Enhanced IL-10 production in response to hepatitis C virus proteins by peripheral blood mononuclear cells from human immunodeficiency virus-monoinfected individuals

Lisa Barrett  1 Maureen GallantConstance HowleyM Ian BowmerGeri HirschKevork PeltekianMichael Grant
Affiliations

Enhanced IL-10 production in response to hepatitis C virus proteins by peripheral blood mononuclear cells from human immunodeficiency virus-monoinfected individuals

Lisa Barrett et al. BMC Immunol. .

Abstract

Background: Multiple immune evasion strategies by which HCV establishes chronic infection have been proposed, including manipulation of cytokine responses. Prior infection with HIV increases the likelihood of chronic HCV infection and accelerates development of HCV-related morbidity. Therefore, we investigated in vitro cytokine responses to HCV structural and non-structural proteins in peripheral blood mononuclear cells (PBMC) from uninfected, HIV-infected, HCV-infected and HIV/HCV-coinfected individuals.

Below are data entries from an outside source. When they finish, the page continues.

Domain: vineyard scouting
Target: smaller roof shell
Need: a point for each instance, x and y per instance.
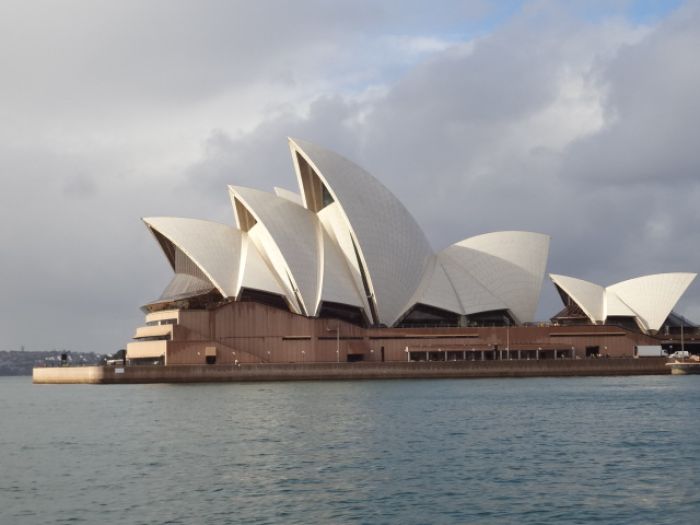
(213, 247)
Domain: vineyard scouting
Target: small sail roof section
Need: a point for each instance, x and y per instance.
(393, 251)
(509, 264)
(652, 297)
(290, 240)
(214, 248)
(437, 290)
(589, 296)
(473, 296)
(255, 274)
(338, 284)
(289, 195)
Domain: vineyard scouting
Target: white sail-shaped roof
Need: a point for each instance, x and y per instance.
(289, 195)
(392, 249)
(256, 275)
(649, 299)
(345, 239)
(338, 283)
(291, 241)
(213, 247)
(652, 297)
(589, 296)
(437, 290)
(509, 265)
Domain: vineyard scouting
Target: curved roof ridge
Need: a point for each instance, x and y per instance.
(653, 296)
(509, 264)
(391, 246)
(293, 231)
(589, 296)
(213, 247)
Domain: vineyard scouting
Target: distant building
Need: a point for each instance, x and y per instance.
(342, 272)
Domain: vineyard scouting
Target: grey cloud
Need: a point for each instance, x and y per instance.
(446, 137)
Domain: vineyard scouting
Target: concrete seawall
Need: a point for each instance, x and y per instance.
(349, 371)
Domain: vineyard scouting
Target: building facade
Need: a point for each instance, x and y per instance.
(342, 272)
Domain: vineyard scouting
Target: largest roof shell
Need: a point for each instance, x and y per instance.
(393, 251)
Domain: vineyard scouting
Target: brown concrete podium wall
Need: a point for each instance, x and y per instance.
(350, 371)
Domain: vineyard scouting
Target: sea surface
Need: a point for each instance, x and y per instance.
(622, 450)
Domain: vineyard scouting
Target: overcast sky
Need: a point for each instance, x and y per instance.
(575, 119)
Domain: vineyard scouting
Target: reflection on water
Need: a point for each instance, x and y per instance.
(603, 450)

Results: Intracellular flow cytometry was used to assess IL-2, IL-10, IL-12, and IFN-gamma production by freshly isolated PBMC incubated for 16 hours with recombinant HCV core, non-structural protein 3 (NS3), and NS4 proteins. Anti-HCV cellular responses were assessed in HIV/HCV-coinfected individuals by 3H-thymidine proliferation assay. Exposure to HCV antigens increased IL-10 production by PBMC, especially in uninfected and HIV-monoinfected individuals. This IL-10 response was attenuated in chronic HCV infection even with HCV/HIV-coinfection. The cells producing IL-10 in response to HCV proteins in vitro matched a PBMC subset recently shown to constitutively produce IL-10 in vivo. This subset was found at similar frequencies in uninfected, HIV-infected, HCV-infected and HIV/HCV-coinfected individuals before exposure to HCV proteins. HCV-specific T cell proliferation was detectable in only one HIV/HCV-coinfected individual who demonstrated no HCV-induced IL-10 response.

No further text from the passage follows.